4 - 5x = 1.5x + 1 3 - 5x = 1.5x 3 = 6.5x 6 = 13x 6/13 = x
We have found many many errors in the problem sets in math and science textbooks at the high school and college level - advanced physics, calculus, statistics. My chemistry major son has sometimes spent hours trying to get the same answer as the text only to have my mathematician husband take some time and say, yep text is in error.
But with something as simple as this the teacher ought to be confident and capable enough to know right away that the text is in error. If the problem is much harder than it ought to be - maybe there’s an error. If three people working independently get the same different answer, maybe there’s an error.
The publishers keep churning out new texts because it is so lucrative - they’d do better to correct the errors in the old ones. Basic algebra is basic algebra - does not need the text rewritten!
Talk about hours and hours of figuring something out reminds me of college. We had a Russian prof that was THE expert in electromagnetic theory. We didn’t have a text book - it was all taken from his presentations. Which were almost entirely oral.

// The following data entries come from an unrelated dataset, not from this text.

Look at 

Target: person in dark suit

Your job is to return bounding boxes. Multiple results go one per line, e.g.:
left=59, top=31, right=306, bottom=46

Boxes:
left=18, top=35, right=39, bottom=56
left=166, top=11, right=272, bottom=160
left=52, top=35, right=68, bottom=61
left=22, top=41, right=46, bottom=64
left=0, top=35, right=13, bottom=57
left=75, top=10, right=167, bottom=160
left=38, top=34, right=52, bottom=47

At the end of various sections we would have to write an essay on whatever it was we had learned, with how it applies, what it means, how to calculate, etc.
In putting together one essay I realized that I did not have a very good understanding on the difference between “edge” lines and “H” lines. So I went through my notes and tried to figure it out - I recall putting things in columns under the appropriate columns of “Edge” and “H”.
Working late into the evenings and much knashing of teeth and pulling of hair I thought I had it finally figured out; in spite of the overlaps in the columns. Proudly handed in my essay (8 to 10 pages I imagine?). The teacher’s assistant handed it back the next day and chuckled. “You and half the class came up with similar essays. However - there is no such thing as “edge” lines - that was just him slipping in and out of his pronounciation of “H” lines. You have until Friday to fix it.”
AAAAAAAGGGGGGGGHHHHHHHH!
With my kids in grade school and Junior High, if the question seems oddly worded (lots of word problems nowadays, and I think this math guys are often lousy at English) I will have my kids explain what they think the problem means first to “correct” the error, and then solve the problem based on their assumption rather than pulling their hair out!